What if one could build a social sub-network for TED conferences? then one would have all one’s friends and colleagues that like the TED talks on one group, and they could post all their favourites, and one could browse their choices. Boring. I might not like the ones they like. Boring.

Why boring? Because it is accumulating data, and I think we have the desire and the need for mediated information. Someone that can make the decision for us on what we might like. Sort of a secretary, an agent (or better an intelligent agent)

Now let’s explore a scenario:

I have my facebook community. I select some people and add them to a channel I just created, the TED channel. I get some videos from TED they promote. I vote on every video I see. Voting goes directly to the person that suggest it, but also to what the video is categorised as, suppose “technology, sustainability”, and also (for the TED voting system), to certain keywords such as “dazzling, informative, mind-changing”. Server software analyses it and gives back an answer. The ranking of the person that published the video I voted gets raised or lowered, the keywords are weighted and added to a scrutinized, hierarchy-driven list, the theme gets promoted/demoted, and so on. At the end I start getting the TED videos I might like.

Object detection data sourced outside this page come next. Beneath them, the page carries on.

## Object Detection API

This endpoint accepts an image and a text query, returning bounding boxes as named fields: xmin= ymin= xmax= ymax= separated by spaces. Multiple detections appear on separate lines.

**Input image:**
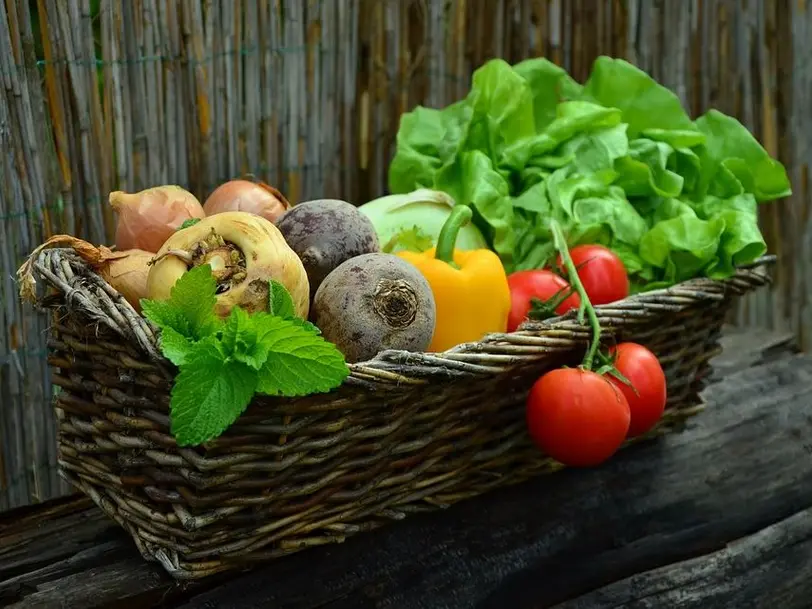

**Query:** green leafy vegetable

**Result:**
xmin=141 ymin=266 xmax=349 ymax=446
xmin=389 ymin=57 xmax=791 ymax=291
xmin=268 ymin=279 xmax=296 ymax=319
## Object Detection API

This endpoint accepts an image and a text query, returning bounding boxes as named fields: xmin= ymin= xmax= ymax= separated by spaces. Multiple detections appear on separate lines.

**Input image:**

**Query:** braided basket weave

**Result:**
xmin=23 ymin=249 xmax=772 ymax=579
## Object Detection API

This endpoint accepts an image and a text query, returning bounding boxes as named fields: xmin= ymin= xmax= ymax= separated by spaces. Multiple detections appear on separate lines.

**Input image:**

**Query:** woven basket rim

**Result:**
xmin=22 ymin=247 xmax=777 ymax=385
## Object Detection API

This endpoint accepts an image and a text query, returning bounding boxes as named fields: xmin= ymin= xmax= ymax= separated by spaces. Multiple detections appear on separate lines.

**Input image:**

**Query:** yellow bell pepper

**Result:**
xmin=396 ymin=205 xmax=510 ymax=353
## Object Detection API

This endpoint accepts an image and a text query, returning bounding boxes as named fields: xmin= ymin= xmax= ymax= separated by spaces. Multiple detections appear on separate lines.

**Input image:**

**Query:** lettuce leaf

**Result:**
xmin=389 ymin=57 xmax=791 ymax=291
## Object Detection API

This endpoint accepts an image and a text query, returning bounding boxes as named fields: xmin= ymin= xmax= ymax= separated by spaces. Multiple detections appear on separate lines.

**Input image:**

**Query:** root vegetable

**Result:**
xmin=203 ymin=180 xmax=290 ymax=222
xmin=276 ymin=199 xmax=380 ymax=296
xmin=109 ymin=185 xmax=206 ymax=252
xmin=312 ymin=253 xmax=436 ymax=362
xmin=147 ymin=211 xmax=310 ymax=319
xmin=17 ymin=235 xmax=153 ymax=313
xmin=98 ymin=250 xmax=153 ymax=313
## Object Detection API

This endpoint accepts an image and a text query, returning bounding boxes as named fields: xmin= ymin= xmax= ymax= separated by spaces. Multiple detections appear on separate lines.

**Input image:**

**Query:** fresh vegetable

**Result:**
xmin=98 ymin=250 xmax=154 ymax=313
xmin=556 ymin=245 xmax=629 ymax=305
xmin=389 ymin=57 xmax=791 ymax=292
xmin=109 ymin=185 xmax=206 ymax=253
xmin=358 ymin=188 xmax=488 ymax=253
xmin=507 ymin=269 xmax=581 ymax=332
xmin=147 ymin=211 xmax=310 ymax=319
xmin=141 ymin=264 xmax=349 ymax=446
xmin=527 ymin=368 xmax=630 ymax=467
xmin=203 ymin=180 xmax=290 ymax=222
xmin=17 ymin=235 xmax=153 ymax=313
xmin=311 ymin=253 xmax=436 ymax=362
xmin=608 ymin=342 xmax=667 ymax=437
xmin=276 ymin=199 xmax=379 ymax=296
xmin=527 ymin=219 xmax=631 ymax=467
xmin=397 ymin=205 xmax=510 ymax=352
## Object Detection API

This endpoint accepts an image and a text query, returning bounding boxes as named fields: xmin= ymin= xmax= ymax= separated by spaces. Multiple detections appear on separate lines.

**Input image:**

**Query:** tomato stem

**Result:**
xmin=550 ymin=218 xmax=601 ymax=370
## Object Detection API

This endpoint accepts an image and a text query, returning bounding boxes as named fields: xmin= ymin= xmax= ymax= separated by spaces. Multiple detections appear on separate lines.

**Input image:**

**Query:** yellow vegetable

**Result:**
xmin=396 ymin=205 xmax=510 ymax=352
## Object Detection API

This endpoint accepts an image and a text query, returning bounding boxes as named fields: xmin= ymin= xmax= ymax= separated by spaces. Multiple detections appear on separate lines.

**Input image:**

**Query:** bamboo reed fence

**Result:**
xmin=0 ymin=0 xmax=812 ymax=510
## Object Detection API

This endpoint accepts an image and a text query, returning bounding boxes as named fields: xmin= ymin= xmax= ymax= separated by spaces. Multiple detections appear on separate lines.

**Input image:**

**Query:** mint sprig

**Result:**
xmin=141 ymin=266 xmax=349 ymax=446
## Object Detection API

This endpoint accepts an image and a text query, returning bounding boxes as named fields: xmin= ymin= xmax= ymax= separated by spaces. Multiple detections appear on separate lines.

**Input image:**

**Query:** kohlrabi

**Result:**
xmin=358 ymin=188 xmax=488 ymax=253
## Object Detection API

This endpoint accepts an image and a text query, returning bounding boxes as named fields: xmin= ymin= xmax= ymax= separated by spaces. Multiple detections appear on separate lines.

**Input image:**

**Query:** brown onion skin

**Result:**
xmin=203 ymin=180 xmax=290 ymax=222
xmin=98 ymin=250 xmax=154 ymax=313
xmin=110 ymin=184 xmax=206 ymax=253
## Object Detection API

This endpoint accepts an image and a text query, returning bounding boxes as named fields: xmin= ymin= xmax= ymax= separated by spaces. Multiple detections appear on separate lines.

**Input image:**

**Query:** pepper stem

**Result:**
xmin=434 ymin=205 xmax=474 ymax=264
xmin=550 ymin=219 xmax=601 ymax=370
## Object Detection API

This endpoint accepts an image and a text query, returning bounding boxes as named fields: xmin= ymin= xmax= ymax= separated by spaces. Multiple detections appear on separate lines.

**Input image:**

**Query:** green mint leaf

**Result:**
xmin=268 ymin=279 xmax=296 ymax=319
xmin=222 ymin=307 xmax=268 ymax=370
xmin=169 ymin=264 xmax=220 ymax=340
xmin=253 ymin=313 xmax=350 ymax=397
xmin=169 ymin=337 xmax=257 ymax=446
xmin=161 ymin=327 xmax=195 ymax=366
xmin=141 ymin=299 xmax=194 ymax=366
xmin=141 ymin=264 xmax=221 ymax=341
xmin=175 ymin=218 xmax=200 ymax=232
xmin=141 ymin=298 xmax=192 ymax=337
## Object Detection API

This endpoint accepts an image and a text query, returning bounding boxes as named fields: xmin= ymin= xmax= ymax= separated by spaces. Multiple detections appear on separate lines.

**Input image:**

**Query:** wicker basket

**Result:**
xmin=22 ymin=249 xmax=772 ymax=579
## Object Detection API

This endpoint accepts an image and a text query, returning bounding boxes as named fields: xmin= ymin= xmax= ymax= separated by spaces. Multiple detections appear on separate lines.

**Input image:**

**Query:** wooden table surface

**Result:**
xmin=0 ymin=331 xmax=812 ymax=609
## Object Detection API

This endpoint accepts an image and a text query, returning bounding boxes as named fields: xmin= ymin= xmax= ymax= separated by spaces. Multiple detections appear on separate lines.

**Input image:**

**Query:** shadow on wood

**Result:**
xmin=0 ymin=334 xmax=812 ymax=609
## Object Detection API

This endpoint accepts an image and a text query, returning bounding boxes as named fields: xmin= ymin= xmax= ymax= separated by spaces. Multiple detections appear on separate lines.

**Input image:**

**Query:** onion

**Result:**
xmin=17 ymin=235 xmax=153 ymax=313
xmin=98 ymin=250 xmax=154 ymax=313
xmin=110 ymin=185 xmax=206 ymax=253
xmin=203 ymin=180 xmax=290 ymax=222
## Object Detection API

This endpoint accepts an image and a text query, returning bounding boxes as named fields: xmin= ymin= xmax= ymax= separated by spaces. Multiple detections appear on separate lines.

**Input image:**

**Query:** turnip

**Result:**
xmin=276 ymin=199 xmax=380 ymax=296
xmin=311 ymin=253 xmax=436 ymax=362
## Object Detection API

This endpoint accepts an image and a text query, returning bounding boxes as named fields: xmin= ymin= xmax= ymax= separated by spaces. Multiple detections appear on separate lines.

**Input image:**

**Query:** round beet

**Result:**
xmin=276 ymin=199 xmax=380 ymax=298
xmin=310 ymin=254 xmax=436 ymax=363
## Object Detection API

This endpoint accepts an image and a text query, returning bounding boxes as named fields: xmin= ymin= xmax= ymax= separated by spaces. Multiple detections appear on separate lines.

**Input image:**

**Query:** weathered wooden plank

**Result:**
xmin=0 ymin=334 xmax=812 ymax=609
xmin=555 ymin=509 xmax=812 ymax=609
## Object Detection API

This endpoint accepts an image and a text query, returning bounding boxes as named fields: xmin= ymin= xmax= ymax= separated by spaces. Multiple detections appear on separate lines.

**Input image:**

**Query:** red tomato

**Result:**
xmin=607 ymin=343 xmax=667 ymax=438
xmin=508 ymin=269 xmax=581 ymax=332
xmin=556 ymin=245 xmax=629 ymax=305
xmin=527 ymin=368 xmax=630 ymax=467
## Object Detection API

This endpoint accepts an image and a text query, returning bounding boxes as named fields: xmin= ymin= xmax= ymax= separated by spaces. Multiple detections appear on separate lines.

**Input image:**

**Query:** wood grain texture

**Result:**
xmin=0 ymin=334 xmax=812 ymax=609
xmin=0 ymin=0 xmax=812 ymax=509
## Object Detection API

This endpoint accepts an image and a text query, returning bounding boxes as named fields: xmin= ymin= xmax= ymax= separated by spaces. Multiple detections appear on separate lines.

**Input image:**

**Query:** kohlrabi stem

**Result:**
xmin=550 ymin=219 xmax=601 ymax=370
xmin=434 ymin=205 xmax=474 ymax=264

Where’s the magic? In mixing systems. My friends are my choice, and I’ll keep learning from them (“Chris posts too many psychology videos, not what I like” so Chris gets demoted in “TED importance” by the system) and the rest is the algorythms’ choice (user xxx has seen 12 “technology”, 4 “dazzling”, 9 “funny” videos, this “dazzling, technology funny” video might suit him), and video voting (this “dazzling technology funny” video was not that good, “technology and “funny” are still big, let’s keep them and throw “dazzling” down a notch). In the end I might get better choices.

Facebook already has the API, TED is easy to link and rather interesting, we might as well stop doing little “I hug/puke/bitchslap you” applications.

Is it too complicated? Perhaps. Four years ago we might have said the same to a page ranking system like Google has right now. “We’re not google”. Sure. But we might get there, eventually.